HOW MACHINE LEARNING WILL DELIVER YOU BETTER CUSTOMERS
First we are not talking about Skynet in Terminator or HAL in 2001: A Space Odyssey, Machine Learning is where we want a machine to learn from the huge amounts of data we give it, and then apply that knowledge on new pieces of data that streams into the system.
Machine Learning can be seen as a subset of AI (Artificial Learning) and defines the process by which a machine can learn by its own without being explicitly programmed, and that’s the key it delivers insight of its own accord.
Machine learning will help us finally realise the promises of how to optimise and develop truly engaging and effective customer experiences. However very few companies believe they have the necessary technology or that implementing it is easy. But the technology is only the start and today it doesn’t represent the challenges it used, however the company or brand needs to re-orientate the business to the customer.
By doing this and implementing machine learning that focuses on the customer journey, brands can start to redefine the customer experience through data insight inexpensively.

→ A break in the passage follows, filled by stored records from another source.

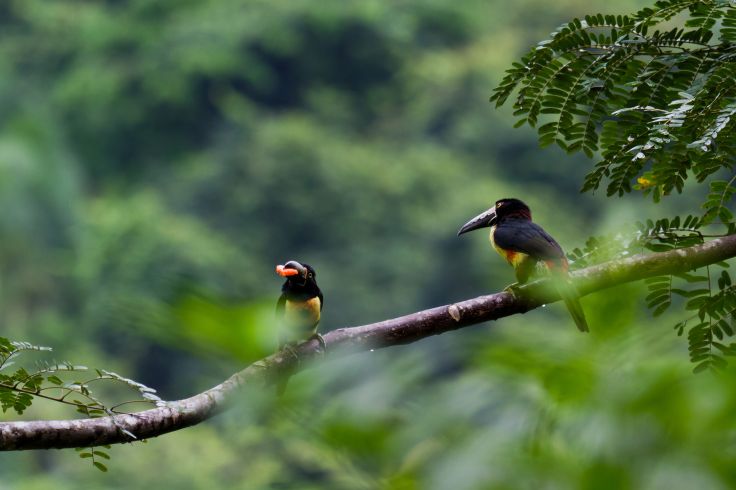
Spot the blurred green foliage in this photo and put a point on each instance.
(158, 158)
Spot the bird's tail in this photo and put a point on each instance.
(569, 295)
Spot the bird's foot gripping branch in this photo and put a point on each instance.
(41, 434)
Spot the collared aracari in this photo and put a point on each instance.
(524, 244)
(298, 309)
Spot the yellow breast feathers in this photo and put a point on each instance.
(303, 314)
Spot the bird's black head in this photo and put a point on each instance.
(512, 208)
(503, 209)
(298, 276)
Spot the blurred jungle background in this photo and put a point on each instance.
(159, 158)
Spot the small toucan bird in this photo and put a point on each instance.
(524, 244)
(299, 308)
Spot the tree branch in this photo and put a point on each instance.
(176, 415)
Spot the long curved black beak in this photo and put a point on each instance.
(483, 220)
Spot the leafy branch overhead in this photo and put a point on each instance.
(657, 100)
(654, 95)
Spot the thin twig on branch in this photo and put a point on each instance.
(41, 434)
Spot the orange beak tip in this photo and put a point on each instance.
(280, 270)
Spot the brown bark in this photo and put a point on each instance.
(40, 434)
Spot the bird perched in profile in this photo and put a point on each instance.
(298, 309)
(524, 244)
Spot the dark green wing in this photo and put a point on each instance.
(527, 237)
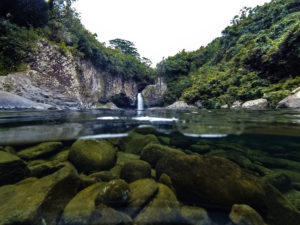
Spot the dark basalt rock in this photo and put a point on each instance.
(12, 168)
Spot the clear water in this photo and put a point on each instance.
(260, 136)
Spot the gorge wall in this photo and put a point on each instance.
(56, 77)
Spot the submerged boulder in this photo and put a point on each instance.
(38, 201)
(195, 215)
(45, 149)
(292, 101)
(245, 215)
(154, 152)
(256, 104)
(135, 142)
(83, 210)
(142, 191)
(135, 169)
(12, 168)
(92, 155)
(162, 209)
(220, 183)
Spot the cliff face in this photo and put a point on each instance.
(58, 78)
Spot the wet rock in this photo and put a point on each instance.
(41, 168)
(108, 105)
(92, 155)
(82, 209)
(226, 106)
(12, 168)
(279, 180)
(108, 216)
(142, 191)
(163, 209)
(212, 180)
(38, 201)
(245, 215)
(123, 157)
(181, 105)
(164, 140)
(153, 152)
(166, 180)
(237, 105)
(115, 193)
(135, 169)
(103, 176)
(292, 101)
(195, 215)
(135, 142)
(12, 101)
(294, 197)
(256, 104)
(201, 149)
(86, 181)
(42, 150)
(153, 94)
(61, 156)
(220, 183)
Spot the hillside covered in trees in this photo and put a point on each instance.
(257, 56)
(23, 23)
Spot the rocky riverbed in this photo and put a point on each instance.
(149, 178)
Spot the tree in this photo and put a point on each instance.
(127, 47)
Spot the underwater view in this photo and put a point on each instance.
(198, 167)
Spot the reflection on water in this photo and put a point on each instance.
(212, 167)
(34, 127)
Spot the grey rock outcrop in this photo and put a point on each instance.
(64, 81)
(180, 105)
(12, 101)
(153, 94)
(237, 105)
(292, 101)
(256, 104)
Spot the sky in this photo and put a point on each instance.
(160, 28)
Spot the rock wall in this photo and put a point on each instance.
(58, 78)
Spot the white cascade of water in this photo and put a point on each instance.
(140, 104)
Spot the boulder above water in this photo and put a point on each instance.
(12, 101)
(153, 94)
(181, 105)
(292, 101)
(92, 155)
(256, 104)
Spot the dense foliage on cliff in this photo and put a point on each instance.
(22, 23)
(257, 56)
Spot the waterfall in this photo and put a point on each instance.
(140, 104)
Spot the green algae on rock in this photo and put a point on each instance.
(12, 168)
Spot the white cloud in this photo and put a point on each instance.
(160, 28)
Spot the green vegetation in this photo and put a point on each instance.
(22, 23)
(257, 56)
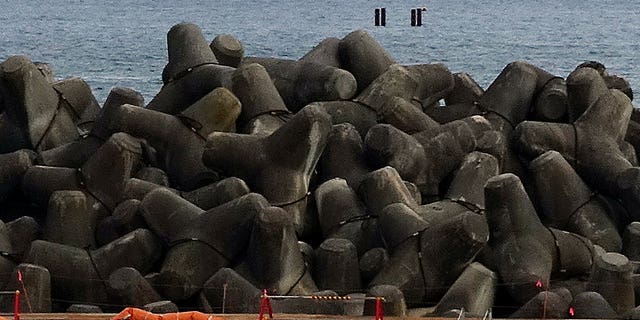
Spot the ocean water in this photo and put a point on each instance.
(123, 43)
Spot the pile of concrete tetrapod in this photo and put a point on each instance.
(341, 173)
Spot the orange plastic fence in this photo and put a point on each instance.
(131, 313)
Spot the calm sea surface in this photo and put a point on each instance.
(123, 43)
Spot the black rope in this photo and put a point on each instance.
(570, 217)
(284, 115)
(484, 111)
(468, 205)
(62, 97)
(185, 240)
(286, 204)
(189, 70)
(304, 272)
(49, 126)
(95, 267)
(557, 244)
(14, 257)
(378, 116)
(192, 124)
(82, 181)
(421, 265)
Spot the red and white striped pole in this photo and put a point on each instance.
(16, 306)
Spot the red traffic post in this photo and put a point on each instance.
(16, 306)
(379, 310)
(265, 306)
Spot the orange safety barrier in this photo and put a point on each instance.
(131, 313)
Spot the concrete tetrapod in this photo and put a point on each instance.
(611, 277)
(69, 221)
(187, 49)
(364, 57)
(631, 241)
(466, 190)
(22, 231)
(180, 140)
(227, 49)
(422, 159)
(191, 73)
(567, 202)
(12, 168)
(102, 178)
(545, 305)
(326, 52)
(508, 101)
(416, 264)
(465, 90)
(383, 187)
(34, 116)
(592, 305)
(263, 110)
(240, 296)
(80, 275)
(474, 291)
(343, 216)
(131, 288)
(282, 177)
(154, 175)
(592, 143)
(37, 289)
(398, 94)
(343, 157)
(206, 197)
(371, 262)
(124, 219)
(199, 242)
(336, 266)
(80, 101)
(273, 258)
(524, 250)
(300, 82)
(349, 112)
(75, 153)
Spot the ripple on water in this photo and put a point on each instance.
(123, 43)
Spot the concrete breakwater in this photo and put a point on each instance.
(341, 173)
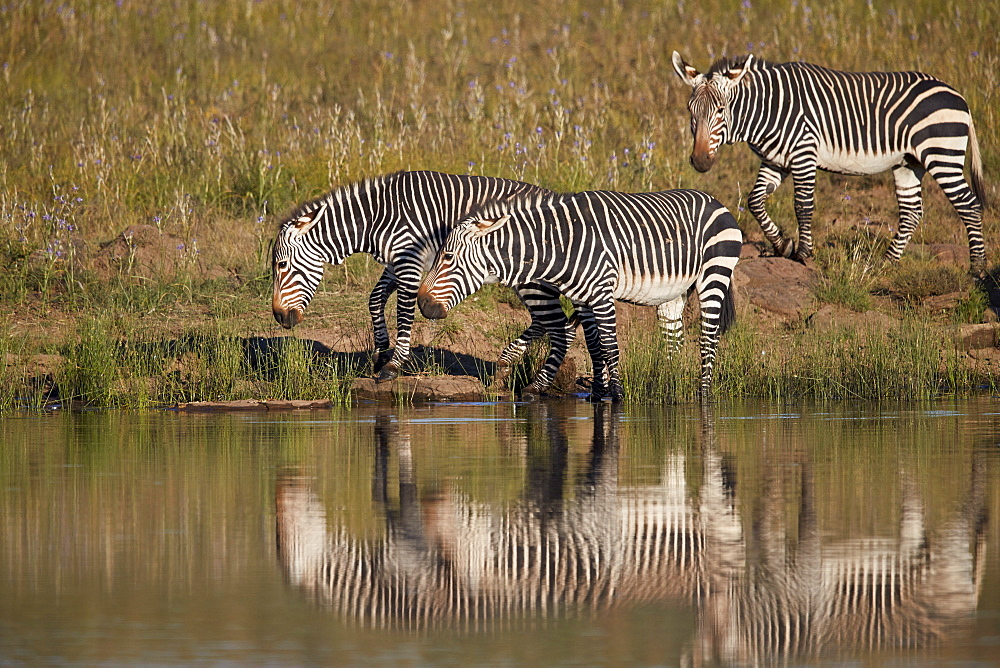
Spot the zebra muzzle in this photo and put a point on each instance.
(287, 318)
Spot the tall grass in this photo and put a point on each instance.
(911, 361)
(207, 120)
(114, 366)
(204, 117)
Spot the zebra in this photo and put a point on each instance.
(798, 117)
(595, 247)
(402, 219)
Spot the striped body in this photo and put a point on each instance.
(401, 220)
(596, 247)
(798, 118)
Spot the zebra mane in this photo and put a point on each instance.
(518, 202)
(727, 63)
(331, 195)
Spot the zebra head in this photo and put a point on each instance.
(711, 116)
(297, 267)
(464, 263)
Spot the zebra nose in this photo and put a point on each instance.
(429, 306)
(287, 318)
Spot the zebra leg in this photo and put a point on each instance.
(952, 181)
(513, 353)
(406, 302)
(671, 317)
(547, 316)
(804, 181)
(592, 335)
(907, 177)
(383, 289)
(711, 299)
(768, 180)
(604, 316)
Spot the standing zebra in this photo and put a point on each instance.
(595, 247)
(401, 220)
(798, 117)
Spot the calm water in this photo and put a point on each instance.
(503, 533)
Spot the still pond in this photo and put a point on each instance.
(544, 533)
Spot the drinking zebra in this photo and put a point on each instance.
(401, 220)
(798, 117)
(596, 247)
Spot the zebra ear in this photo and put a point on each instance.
(304, 223)
(687, 73)
(485, 225)
(735, 74)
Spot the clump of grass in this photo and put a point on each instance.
(904, 362)
(651, 372)
(109, 367)
(917, 277)
(851, 268)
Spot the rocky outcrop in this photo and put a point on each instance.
(775, 284)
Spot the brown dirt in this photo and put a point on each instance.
(460, 352)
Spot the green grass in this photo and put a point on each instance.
(913, 360)
(208, 121)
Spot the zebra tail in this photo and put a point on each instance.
(978, 186)
(727, 317)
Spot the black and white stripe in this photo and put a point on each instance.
(401, 220)
(596, 247)
(798, 118)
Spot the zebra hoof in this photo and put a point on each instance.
(499, 382)
(977, 268)
(381, 359)
(389, 372)
(532, 392)
(784, 248)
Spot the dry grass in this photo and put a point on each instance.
(207, 120)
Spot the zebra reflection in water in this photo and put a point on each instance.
(759, 590)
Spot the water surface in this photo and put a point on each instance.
(552, 532)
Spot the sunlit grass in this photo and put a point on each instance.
(207, 121)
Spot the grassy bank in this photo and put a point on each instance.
(202, 122)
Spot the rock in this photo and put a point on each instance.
(420, 389)
(775, 284)
(975, 337)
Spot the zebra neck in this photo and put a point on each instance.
(356, 219)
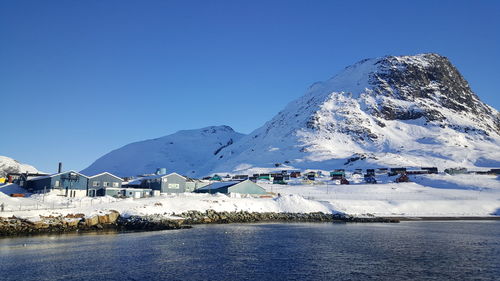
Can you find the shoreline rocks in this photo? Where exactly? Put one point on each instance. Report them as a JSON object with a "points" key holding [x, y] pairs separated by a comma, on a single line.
{"points": [[14, 226]]}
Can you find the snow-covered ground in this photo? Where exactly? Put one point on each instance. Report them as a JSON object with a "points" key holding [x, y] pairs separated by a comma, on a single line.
{"points": [[426, 195]]}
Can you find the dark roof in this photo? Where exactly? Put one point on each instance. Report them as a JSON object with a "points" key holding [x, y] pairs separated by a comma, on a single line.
{"points": [[217, 185]]}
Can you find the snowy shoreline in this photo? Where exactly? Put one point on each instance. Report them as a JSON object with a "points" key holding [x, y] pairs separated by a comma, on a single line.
{"points": [[427, 196]]}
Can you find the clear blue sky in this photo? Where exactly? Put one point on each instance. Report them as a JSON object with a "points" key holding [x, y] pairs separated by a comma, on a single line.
{"points": [[80, 78]]}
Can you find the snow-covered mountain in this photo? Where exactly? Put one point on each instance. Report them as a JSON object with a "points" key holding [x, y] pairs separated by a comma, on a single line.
{"points": [[384, 112], [9, 165], [390, 111], [186, 152]]}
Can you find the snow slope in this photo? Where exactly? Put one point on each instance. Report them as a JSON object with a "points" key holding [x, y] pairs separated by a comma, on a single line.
{"points": [[390, 111], [9, 165], [384, 112], [185, 152]]}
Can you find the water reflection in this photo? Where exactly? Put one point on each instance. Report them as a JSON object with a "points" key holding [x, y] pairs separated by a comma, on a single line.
{"points": [[409, 250]]}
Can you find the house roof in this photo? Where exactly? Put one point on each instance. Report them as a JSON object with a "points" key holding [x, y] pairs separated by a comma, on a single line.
{"points": [[217, 185], [139, 180], [57, 174], [106, 173]]}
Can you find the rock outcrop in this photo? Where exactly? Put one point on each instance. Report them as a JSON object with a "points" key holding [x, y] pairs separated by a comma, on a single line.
{"points": [[113, 221]]}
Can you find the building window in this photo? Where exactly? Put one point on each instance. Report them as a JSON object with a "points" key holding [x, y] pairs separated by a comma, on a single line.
{"points": [[173, 185]]}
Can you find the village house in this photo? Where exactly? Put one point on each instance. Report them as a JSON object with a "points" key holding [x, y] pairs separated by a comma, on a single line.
{"points": [[98, 184], [69, 184], [128, 192], [171, 183], [242, 187]]}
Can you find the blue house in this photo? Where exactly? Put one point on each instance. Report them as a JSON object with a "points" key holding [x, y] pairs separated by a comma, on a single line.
{"points": [[98, 184], [243, 187], [170, 183], [69, 184]]}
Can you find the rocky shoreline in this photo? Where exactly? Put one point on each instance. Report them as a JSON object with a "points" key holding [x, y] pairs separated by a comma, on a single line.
{"points": [[14, 226]]}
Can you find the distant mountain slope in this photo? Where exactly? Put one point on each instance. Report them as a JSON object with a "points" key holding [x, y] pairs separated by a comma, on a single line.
{"points": [[390, 111], [185, 152], [9, 165]]}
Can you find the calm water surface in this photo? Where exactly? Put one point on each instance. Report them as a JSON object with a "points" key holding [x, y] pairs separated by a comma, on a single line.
{"points": [[405, 251]]}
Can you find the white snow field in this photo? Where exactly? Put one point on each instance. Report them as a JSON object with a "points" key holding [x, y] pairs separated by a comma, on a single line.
{"points": [[426, 196]]}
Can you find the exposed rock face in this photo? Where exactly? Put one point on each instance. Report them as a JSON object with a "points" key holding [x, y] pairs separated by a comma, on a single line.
{"points": [[394, 111], [113, 221], [428, 81], [391, 111]]}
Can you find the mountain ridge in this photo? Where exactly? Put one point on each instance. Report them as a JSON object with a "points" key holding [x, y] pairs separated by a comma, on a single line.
{"points": [[394, 110]]}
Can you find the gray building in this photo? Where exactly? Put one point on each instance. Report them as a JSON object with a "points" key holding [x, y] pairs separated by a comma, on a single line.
{"points": [[69, 184], [98, 184], [243, 187], [128, 192], [171, 183]]}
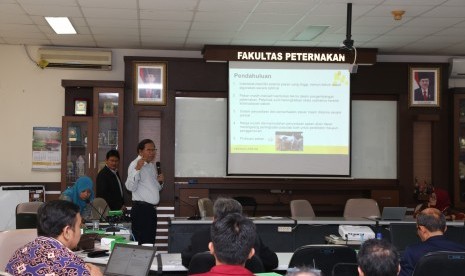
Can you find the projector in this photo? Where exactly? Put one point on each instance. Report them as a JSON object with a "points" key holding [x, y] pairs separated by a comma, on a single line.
{"points": [[352, 233]]}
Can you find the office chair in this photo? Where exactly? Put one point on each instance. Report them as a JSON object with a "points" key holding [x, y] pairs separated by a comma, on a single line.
{"points": [[441, 263], [12, 240], [403, 235], [202, 262], [99, 209], [345, 269], [206, 204], [247, 201], [301, 208], [322, 257], [361, 207], [26, 214]]}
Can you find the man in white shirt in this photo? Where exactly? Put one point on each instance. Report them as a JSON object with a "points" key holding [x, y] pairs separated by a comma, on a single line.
{"points": [[144, 183]]}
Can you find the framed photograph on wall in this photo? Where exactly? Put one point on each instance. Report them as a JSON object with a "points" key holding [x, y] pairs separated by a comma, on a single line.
{"points": [[112, 137], [149, 83], [424, 87], [80, 107]]}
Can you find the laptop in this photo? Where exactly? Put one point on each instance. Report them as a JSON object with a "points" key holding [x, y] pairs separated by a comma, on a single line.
{"points": [[130, 260], [393, 213]]}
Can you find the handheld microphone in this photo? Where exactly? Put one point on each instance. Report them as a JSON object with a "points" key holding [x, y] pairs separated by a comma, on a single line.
{"points": [[158, 166]]}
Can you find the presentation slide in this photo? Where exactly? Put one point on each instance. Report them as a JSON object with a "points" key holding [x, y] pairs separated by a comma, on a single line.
{"points": [[288, 119]]}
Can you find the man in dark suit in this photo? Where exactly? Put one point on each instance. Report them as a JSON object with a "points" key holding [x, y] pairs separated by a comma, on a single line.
{"points": [[426, 91], [109, 185], [431, 225], [201, 239]]}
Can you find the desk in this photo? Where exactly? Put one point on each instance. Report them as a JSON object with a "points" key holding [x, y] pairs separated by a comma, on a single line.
{"points": [[288, 234], [171, 262], [275, 232]]}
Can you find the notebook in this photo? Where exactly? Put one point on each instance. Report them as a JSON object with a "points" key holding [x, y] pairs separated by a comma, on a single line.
{"points": [[393, 213], [130, 260]]}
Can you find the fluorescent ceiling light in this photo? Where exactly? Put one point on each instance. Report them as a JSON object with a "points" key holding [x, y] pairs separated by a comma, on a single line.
{"points": [[61, 25], [310, 33]]}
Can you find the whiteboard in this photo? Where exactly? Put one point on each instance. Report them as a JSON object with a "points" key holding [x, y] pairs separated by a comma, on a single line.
{"points": [[200, 131], [374, 139], [201, 136]]}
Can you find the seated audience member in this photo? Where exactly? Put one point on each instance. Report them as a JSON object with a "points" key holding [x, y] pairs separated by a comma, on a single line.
{"points": [[59, 231], [378, 258], [439, 199], [200, 239], [233, 237], [81, 194], [431, 225], [109, 185]]}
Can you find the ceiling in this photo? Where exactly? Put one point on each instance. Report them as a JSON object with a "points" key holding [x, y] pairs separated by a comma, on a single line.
{"points": [[429, 27]]}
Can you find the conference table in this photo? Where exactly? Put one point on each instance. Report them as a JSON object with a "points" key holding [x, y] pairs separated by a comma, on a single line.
{"points": [[170, 263], [286, 234]]}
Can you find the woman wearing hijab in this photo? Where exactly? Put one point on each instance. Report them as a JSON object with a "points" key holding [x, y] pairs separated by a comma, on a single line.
{"points": [[439, 199], [81, 194]]}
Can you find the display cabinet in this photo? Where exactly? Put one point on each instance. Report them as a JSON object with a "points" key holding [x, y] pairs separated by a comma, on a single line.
{"points": [[88, 137], [459, 150]]}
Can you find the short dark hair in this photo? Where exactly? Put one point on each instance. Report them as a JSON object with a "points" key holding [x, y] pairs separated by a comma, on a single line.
{"points": [[432, 219], [55, 215], [224, 206], [378, 258], [112, 153], [142, 144], [233, 237]]}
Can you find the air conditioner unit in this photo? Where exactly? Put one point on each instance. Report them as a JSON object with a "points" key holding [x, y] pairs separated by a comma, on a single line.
{"points": [[74, 58], [457, 68]]}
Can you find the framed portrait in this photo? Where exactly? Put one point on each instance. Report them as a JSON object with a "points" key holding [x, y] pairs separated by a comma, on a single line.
{"points": [[108, 109], [74, 134], [112, 137], [150, 83], [80, 107], [424, 87]]}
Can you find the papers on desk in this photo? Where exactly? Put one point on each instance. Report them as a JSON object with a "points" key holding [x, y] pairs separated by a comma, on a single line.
{"points": [[332, 239]]}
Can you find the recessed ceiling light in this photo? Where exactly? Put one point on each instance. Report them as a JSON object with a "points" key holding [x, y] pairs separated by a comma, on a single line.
{"points": [[310, 33], [61, 25]]}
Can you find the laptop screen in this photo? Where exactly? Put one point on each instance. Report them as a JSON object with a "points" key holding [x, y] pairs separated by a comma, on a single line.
{"points": [[393, 213], [130, 260]]}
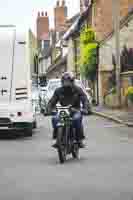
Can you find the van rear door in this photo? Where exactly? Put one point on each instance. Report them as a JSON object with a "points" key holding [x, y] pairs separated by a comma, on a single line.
{"points": [[7, 39]]}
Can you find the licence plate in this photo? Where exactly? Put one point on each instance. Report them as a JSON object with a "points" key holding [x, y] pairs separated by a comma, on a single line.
{"points": [[3, 127]]}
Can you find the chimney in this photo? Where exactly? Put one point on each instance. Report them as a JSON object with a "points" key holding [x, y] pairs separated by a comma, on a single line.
{"points": [[63, 3], [42, 13], [60, 15], [57, 3], [38, 14], [42, 24]]}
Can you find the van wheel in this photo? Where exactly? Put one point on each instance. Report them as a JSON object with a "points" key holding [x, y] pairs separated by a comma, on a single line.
{"points": [[28, 132], [34, 125]]}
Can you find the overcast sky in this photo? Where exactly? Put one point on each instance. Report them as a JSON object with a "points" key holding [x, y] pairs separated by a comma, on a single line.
{"points": [[23, 13]]}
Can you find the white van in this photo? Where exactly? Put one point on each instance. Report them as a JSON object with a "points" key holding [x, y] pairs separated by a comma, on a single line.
{"points": [[16, 110]]}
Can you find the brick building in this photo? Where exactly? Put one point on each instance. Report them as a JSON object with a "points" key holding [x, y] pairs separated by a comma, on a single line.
{"points": [[43, 35], [60, 17], [102, 16]]}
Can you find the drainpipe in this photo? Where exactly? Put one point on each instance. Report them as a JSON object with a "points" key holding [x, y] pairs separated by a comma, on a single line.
{"points": [[75, 55], [97, 75]]}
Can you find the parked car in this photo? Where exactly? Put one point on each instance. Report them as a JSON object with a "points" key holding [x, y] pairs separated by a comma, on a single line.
{"points": [[53, 84]]}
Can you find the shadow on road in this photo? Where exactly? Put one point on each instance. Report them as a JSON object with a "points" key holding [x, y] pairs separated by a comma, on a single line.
{"points": [[5, 135]]}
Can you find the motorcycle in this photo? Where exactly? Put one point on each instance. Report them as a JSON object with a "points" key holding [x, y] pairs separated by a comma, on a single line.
{"points": [[66, 135]]}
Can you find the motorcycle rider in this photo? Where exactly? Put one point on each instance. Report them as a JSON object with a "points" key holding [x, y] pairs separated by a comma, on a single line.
{"points": [[70, 94]]}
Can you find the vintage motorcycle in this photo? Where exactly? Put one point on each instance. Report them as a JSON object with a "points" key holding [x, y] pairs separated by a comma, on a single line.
{"points": [[66, 135]]}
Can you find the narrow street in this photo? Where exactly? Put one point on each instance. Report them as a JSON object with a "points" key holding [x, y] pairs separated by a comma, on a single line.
{"points": [[29, 167]]}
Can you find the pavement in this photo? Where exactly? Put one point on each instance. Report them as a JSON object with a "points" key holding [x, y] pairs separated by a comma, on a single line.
{"points": [[124, 117], [30, 169]]}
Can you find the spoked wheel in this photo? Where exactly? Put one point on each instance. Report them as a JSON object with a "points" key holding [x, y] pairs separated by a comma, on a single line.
{"points": [[75, 151], [61, 148]]}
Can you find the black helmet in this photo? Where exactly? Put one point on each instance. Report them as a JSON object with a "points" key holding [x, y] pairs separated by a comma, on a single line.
{"points": [[67, 76]]}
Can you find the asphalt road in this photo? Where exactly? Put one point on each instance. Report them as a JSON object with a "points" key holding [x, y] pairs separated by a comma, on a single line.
{"points": [[29, 167]]}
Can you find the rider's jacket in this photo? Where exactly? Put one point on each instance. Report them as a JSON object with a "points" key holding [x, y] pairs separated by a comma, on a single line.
{"points": [[69, 96]]}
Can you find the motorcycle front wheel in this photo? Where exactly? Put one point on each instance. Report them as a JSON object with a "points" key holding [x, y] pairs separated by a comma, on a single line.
{"points": [[75, 151], [61, 147]]}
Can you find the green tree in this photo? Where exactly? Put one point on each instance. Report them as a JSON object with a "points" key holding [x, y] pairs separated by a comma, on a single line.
{"points": [[88, 55]]}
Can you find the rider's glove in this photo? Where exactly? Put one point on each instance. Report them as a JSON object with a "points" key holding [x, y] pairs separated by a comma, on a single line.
{"points": [[84, 111]]}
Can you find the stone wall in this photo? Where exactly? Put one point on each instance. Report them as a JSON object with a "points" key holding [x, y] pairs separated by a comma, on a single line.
{"points": [[106, 51]]}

Taking multiple data sources including transactional machine learning models can begin to specifically tailor and personalise the customers journey using machine learning algorithms. Whether it’s a motor retailer looking to identify the moment when a customer will be seeking to change their car or an insurer looking to identify those customers least likely to commit fraud to speed settlements up. These companies are successfully harnessing machine learning to deliver higher sales, more efficient service and most importantly higher customer loyalty, through more effective on-boarding and retention.
WE ARE SEEING COMPANIES BEGINNING TO SUCCESSFULLY HARNESS THE POWER OF MACHINE LEARNING AND SEE RESULTS IN HIGHER SALES AND GREATER CUSTOMER ENGAGEMENT
Using machine learning we can identify customers and tailor their journeys to deliver the right products at the right time, making engagement and the customer journey more relevant. Through algorithms we can understand prediction problems, propensity modelling, classification and regression problems, and more to effectively target communications at the moment in time when a customer is the most receptable to communications and messaging, to effect choice, selection and purchase. Through technology we have been able to identify predictive ways that customers spend and what they are likely to buy.
Through using data derived from customer interactions with a brand, machine learning can go far beyond the scope of human analysis, driving deep insight into the feelings, needs and desires of the customer. As customer touchpoints continue to grow at speed, creating more and more data we need to develop solutions that can cost effectively generate models to answer this. Customer experiences used to involve only a few hard to track touchpoints such press ads, store visits and direct mail, these have grown exponentially in the last few years to include mobile apps, call centres, social media and instore tracking. This growth will continue as wearable tech and the internet of things becomes a reality creating yet more data sets that can be tracked to a customer’s engagement.
Because todays consumers no longer follow the linear journeys they once did, accessing and using this data will be fundamental to the success of a brand and the business. Without finding ways to cost effectively reach these customers with targeted, personalised and relevant activity they will be lost to the competitor that does.
AS TECHNOLOGY ADVANCES, AS DOES THE NUMBER OF TOUCHPOINTS AND THE AMOUNT OF DATA CLIENTS HOLD
Preparing for the journey
Using machine learning to drive insight from a customer’s engagement should include:
Push existing customer data sets into a data processing refinery, to begin the process of understanding your customers and the data you hold – the start of a single customer view. If you are lacking data, develop a strategy to acquire it, such as data capture exercises through existing digital touchpoints.
Understand the customer journey and their touchpoints – how can this be improved, where are the customer drop offs or the cross-sell opportunity.
Match what the data is telling you with the business goals and objectives, has it highlighted new challenges or opportunities for customer growth?
Apply machine learning to the data to begin developing algorithms and data models that will start to drive change in the way customers are engaged with
Identify the shortcomings of the data and where models can be improved or the customer journey adapted
Develop a test and learn strategy from the customer sets that have been produced through the data processing exercise and initial machine learning models.
Machine learning represents an exciting opportunity for brands to finally and cost effectively begin to drive their customer engagement strategy with real insight. Even a few years ago many of the aspects of ML would have been beyond a normal business without the recruitment of an in house team to pour over and analyse the data it holds, now we have clients gaining insight on millions of records in weeks and under realistic budgets.
Machine learning in customer insight still has room for improvement, but it is something that all businesses should be looking at and making plans to include in their future engagement strategies.